Impact of batch size on model training

Batch size is also an important hyperparameter that impacts a model’s performance. Table 1 shows the best batch size for each data set when learning rate and epochs are fixed at 0.01 and 50 respectively using the AlexNet architecture. A similar comparison was also performed for LeNet architecture and best batch sizes for MNIST, Fashion-MNIST, SVHN and CIFAR-10 were chosen as 128, 128, 128 and 256 respectively.

Table 1:
Overall accuracy of the proposed system on the validation set using different batch sizes.
For each data set, the optimal batch size could be seen via the best accuracy shown in bold.
Data sets Batch sizes
64 (%) 128 (%) 256 (%)
MNIST 99.1 98.6 99.5
FASHION-MNIST 90.8 90.2 91.8
SVHN 94.4 92.5 93.1
CIFAR-10 78.3 78.8 80.6
DOI: 10.7717/peerj-cs.497/table-1

Impact of optimisers

In order to update the parameters of convolutional neural network, different popular optimisers such as stochastic gradient decent (SGD), adam (Kingma & Ba, 2014) and ADADELTA (Zeiler, 2012), were tested and evaluated on the validated set. Table 2 highlights the accuracy of AlexNet with DBAP layer when different types of optimisers were used. We observe that for MNIST data set, ADADELTA optimiser shows the best results, whereas for FASHION-MNIST, SVHN and CIFAR-10 data sets, SGD optimiser outperforms the remaining optimisation algorithms. A similar analysis was also performed for LeNet with DBAP layer and best optimisers were selected accordingly.

Table 2:
Overall accuracy of the proposed system on the validation set using different types of optimisers for training AlexNet.
For each data set, the optimal optimiser varies based on the best accuracy shown in bold.
Data sets Optimisers
SGD (%) Adam (%) AdaDelta (%)
MNIST 98.1 98.6 99.5
FASHION-MNIST 91.5 90.6 90.1
SVHN 93.2 92.1 91.7
CIFAR-10 78.2 78.1 77.6
DOI: 10.7717/peerj-cs.497/table-2

Impact of LBP filter size on CNN

We have also assessed different kernel sizes used in DBAP layer to capture local features of images that add to the discriminative ability of neural models. Table 3 shows that 3 × 3 window gives best accuracy on the validation set in comparison to larger size filters on all the data sets.

Table 3:
Classification accuracy on the validation set of four benchmark data sets with varying filter size in DBAP layer of AlexNet.
The results reveal that a 3 × 3 kernel is suitable than the rest.
Data sets Window size
3 × 3 (%) 5 × 5 (%) 7 × 7 (%)
MNIST 99.5 97.1 96.1
F-MNIST 91.8 88.9 88.2
SVHN 94.4 93.2 91.5
CIFAR-10 80.6 74.5 76.2
DOI: 10.7717/peerj-cs.497/table-3

Model testing

After fine tuning the neural models with optimal parameters and hyperparameters, we next compute the classification performance of the proposed model on unseen test examples of each standard data set.

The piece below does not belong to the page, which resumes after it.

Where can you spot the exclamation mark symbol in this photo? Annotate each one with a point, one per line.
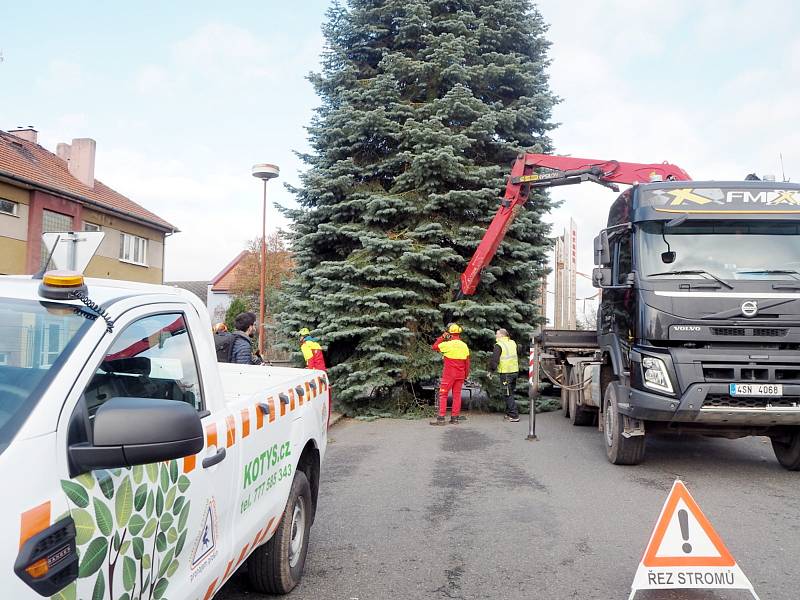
(683, 519)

Analysis of CNN model with DBAP layer as a classifier

When deploying CNN as a classifier, the test data is passed to the trained CNN model with DBAP layer, whose last layer consisting of softmax units is utilised for object categorisation. The discrimination performance of the model is assessed with the help of following evaluation metrics: Accuracy, precision, recall, F1-score, and area under the curve (AUC), discussed in “Evaluation Metrics Used for Monitoring Classification Performance” and “Appendix”. Table 4 shows improvement in the discrimination performance yielded by the proposed approach in comparison to the baseline AlexNet and LeNet architectures on four different benchmark data sets. We have also compared our results with local binary convolutional neural network (LBCNN) that offers to provide an alternative to standard convolutional layers in the convolutional neural network (Juefei, Boddeti & Savvides, 2017), GoogleNet (also known as Inception V1) (Szegedy et al., 2015) and MobileNet (Howard et al., 2017). GoogleNet is a 22-layer CNN inspired by LeNet, whereas MobileNet is an efficient CNN architecture with 17 layers streamlined for mobile applications. We observe that the classification performance of the proposed model with DBAP layer is competitive to the state of the art results shown by ultra deep convolutional neural models. The precision, recall and F1 scores of the proposed model further reassure the precision and discrimination power of the proposed deep model for unseen test examples.

Table 4:
Classification accuracy yielded by LeNet and AlexNet (in %) after incorporation of the DBAP layer is shown in bold.
The classifier used is softmax by both the models. One can observe that the results are better than those achieved by the baseline models and competitive to the discrimination results of other popular deep models.
Data Sets Baseline LeNet (%) LeNet with DBAP (%) Baseline AlexNet (%) AlexNet with DBAP (%) LBP features with k-NN (%) LBP features with SVM (%) MobileNet (Howard et al., 2017) (%) GoogLeNet (Szegedy et al., 2015) (%) LBCNN (Juefei, Boddeti & Savvides, 2017) (%)
MNIST 99.0 99.1 99.2 99.5 88.7 83.7 94.59 97.98 99.51
F-MNIST 89.8 91.0 90.5 91.5 78.3 73.5 93.5
SVHN 86.7 88.3 87.3 94.4 29.6 25.9 90.8 92.3 94.50
CIFAR-10 72.3 74.8 73.7 80.6 28.3 27.6 65.6 76.5 92.99
DOI: 10.7717/peerj-cs.497/table-4

In Table 4, one may observe that unlike other data sets, the classification results of DBAP features on CIFAR-10 data set are a lot worse in comparison to LBCNN (Juefei, Boddeti & Savvides, 2017). This is because the images in CIFAR-10 possess natural objects with rich textures as compared to the hand written digit images present in other data sets. For this reason, LBCNN works exceptionally better on CIFAR-10 in comparison to AlexNet with DBAP features. Also LBCNN replaces all convolutional layers of AlexNet with LBP inspired layers which is popular for extracting discriminative texture descriptors, whereas our proposed model only replaces the first MaxPooling layer with LBP inspired feature detectors, hence the performance gap is higher in contrast. Similar impact in performance could also be observed in area under the curve graphs shown in the Appendix section.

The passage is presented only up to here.